I recommend The Quantum Thief to all of my friends and I recommend that they read it with http://www.karangill.com/glossary-quantum-thief-fractal-prince-jean-le-flambeur/ open next to them so that they have some clue what’s going on.

That is a nice list. Thank you.

The Red Knight did indeed pick up steam as it went along. I’m a sucker for an interesting magic system, and it delivered on that, as well as some entertaining large-scale battles. On the other hand, there was just a bit too much in-your-face obfuscation of the world and characters (presumably to set up surprises for the sequels), several plotlines seemed to go nowhere or fizzle out anticlimactically (including the main conflict), and a bunch of secondary characters and battle sequences kind of blurred together with one another. I though it also suffered a bit by comparison to Kings of the Wyld, which has a fairly similar premise and which I had read a few months earlier. Overall enjoyable enough that I don’t regret reading it, but I probably won’t continue with the series. 3.5/5.

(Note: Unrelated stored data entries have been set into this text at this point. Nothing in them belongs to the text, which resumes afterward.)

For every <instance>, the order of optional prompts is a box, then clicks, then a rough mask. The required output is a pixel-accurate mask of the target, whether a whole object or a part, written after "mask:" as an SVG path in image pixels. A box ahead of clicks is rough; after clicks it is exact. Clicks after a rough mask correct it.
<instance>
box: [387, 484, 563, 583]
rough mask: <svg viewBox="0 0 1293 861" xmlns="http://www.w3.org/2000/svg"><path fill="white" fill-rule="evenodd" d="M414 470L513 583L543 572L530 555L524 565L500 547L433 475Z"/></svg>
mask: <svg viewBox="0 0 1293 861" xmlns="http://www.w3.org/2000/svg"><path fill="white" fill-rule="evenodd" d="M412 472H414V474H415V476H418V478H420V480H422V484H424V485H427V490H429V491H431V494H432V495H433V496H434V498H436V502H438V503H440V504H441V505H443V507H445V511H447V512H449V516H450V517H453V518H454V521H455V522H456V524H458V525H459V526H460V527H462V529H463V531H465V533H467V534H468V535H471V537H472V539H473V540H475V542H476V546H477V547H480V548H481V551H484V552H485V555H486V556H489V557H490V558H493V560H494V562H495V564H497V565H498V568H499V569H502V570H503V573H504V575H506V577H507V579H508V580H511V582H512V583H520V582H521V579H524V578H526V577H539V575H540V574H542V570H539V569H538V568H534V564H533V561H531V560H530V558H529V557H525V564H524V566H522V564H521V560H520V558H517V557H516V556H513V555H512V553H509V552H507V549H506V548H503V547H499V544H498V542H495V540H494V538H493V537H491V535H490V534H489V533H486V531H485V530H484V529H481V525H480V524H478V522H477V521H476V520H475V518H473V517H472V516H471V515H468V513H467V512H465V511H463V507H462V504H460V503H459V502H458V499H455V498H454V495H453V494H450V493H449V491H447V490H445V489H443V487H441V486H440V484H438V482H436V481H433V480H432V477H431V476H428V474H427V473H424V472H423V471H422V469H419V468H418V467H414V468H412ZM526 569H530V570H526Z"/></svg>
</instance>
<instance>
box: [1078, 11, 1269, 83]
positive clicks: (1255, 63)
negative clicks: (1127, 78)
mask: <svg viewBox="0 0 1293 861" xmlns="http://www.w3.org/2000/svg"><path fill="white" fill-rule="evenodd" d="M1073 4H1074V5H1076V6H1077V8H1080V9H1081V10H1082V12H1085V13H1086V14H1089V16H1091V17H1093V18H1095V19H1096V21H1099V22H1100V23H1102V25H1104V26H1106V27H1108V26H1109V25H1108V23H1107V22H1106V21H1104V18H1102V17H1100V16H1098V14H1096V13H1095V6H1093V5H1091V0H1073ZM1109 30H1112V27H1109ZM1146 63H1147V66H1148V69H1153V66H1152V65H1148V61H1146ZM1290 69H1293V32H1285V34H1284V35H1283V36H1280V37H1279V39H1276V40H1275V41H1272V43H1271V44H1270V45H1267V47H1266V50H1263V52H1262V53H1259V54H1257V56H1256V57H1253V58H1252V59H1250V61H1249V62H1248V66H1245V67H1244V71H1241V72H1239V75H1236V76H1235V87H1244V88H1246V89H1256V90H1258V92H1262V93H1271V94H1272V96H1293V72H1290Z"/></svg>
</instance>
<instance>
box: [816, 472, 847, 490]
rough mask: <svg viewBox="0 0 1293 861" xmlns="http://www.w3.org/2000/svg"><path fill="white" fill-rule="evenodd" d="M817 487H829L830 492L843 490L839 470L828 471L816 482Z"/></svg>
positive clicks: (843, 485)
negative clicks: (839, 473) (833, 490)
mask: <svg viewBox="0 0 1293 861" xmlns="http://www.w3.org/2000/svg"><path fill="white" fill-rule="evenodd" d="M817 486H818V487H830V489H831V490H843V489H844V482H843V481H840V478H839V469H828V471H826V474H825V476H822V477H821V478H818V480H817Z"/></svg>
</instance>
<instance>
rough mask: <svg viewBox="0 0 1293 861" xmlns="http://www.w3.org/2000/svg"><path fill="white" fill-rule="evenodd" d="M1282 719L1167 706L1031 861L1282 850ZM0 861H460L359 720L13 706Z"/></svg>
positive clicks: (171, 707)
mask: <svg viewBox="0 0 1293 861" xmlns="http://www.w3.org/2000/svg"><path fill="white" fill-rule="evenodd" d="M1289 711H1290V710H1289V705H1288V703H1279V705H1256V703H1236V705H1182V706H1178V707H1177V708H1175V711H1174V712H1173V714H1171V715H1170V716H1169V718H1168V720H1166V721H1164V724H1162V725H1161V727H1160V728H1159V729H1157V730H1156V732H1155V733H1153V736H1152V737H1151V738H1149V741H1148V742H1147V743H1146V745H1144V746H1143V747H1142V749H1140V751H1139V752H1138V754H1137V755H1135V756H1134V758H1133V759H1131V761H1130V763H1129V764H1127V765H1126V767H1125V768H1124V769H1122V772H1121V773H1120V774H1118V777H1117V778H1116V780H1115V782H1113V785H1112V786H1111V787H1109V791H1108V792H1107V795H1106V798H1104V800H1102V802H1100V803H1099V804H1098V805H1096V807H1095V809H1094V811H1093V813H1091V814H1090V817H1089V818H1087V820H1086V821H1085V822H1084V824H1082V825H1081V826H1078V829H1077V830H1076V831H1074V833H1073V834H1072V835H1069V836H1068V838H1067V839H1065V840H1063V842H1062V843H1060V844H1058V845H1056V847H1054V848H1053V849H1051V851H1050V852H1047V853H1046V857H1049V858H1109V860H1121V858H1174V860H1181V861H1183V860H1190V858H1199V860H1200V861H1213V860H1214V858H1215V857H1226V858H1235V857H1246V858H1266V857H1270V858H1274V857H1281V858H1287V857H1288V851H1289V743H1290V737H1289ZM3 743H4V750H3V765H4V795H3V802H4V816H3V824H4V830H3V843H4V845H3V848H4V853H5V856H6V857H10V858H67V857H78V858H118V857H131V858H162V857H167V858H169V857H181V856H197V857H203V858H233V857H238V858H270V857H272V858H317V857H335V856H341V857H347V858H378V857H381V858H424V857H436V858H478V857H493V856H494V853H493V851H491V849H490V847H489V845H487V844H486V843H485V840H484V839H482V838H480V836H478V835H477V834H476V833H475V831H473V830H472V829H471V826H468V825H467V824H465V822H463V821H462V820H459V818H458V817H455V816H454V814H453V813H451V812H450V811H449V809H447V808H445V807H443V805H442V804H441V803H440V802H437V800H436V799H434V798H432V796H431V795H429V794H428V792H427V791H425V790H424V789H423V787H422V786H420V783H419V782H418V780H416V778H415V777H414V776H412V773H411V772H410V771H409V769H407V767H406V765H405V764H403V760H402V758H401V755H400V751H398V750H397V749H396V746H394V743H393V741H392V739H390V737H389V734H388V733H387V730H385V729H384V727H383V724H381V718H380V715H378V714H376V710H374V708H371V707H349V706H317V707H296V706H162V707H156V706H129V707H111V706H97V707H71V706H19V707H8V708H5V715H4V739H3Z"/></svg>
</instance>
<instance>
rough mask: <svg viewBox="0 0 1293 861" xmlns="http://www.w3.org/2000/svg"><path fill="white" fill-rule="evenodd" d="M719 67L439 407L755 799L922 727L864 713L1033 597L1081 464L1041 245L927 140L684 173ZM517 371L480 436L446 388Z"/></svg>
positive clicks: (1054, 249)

I’ve been trying to alternate fiction and non-fiction, so I moved on to Unbroken. This is the story of Louis Zamperini, who was an Olympic runner in 1936 and expected to have a real shot at recording the first 4-minute mile, before going through an incredible ordeal during WWII, first adrift on a liferaft and then as a POW in Japan. I don’t know if “like” is the right word for this kind of book, but I blitzed through it in five days, and found it to do a great job balancing informative historical details, well-drawn people, and enjoyable prose. 4.5/5.

Currently, I decided I should make up my own mind about Ready Player One, but the first couple chapters have been primarily cringey. I’ll give it a bit longer, but will probably bail soon if it doesn’t improve.

It really doesn’t.

I liked Ready Player One (the book) and even I’ll say that if the first chapter doesn’t appeal, you may as well put it down.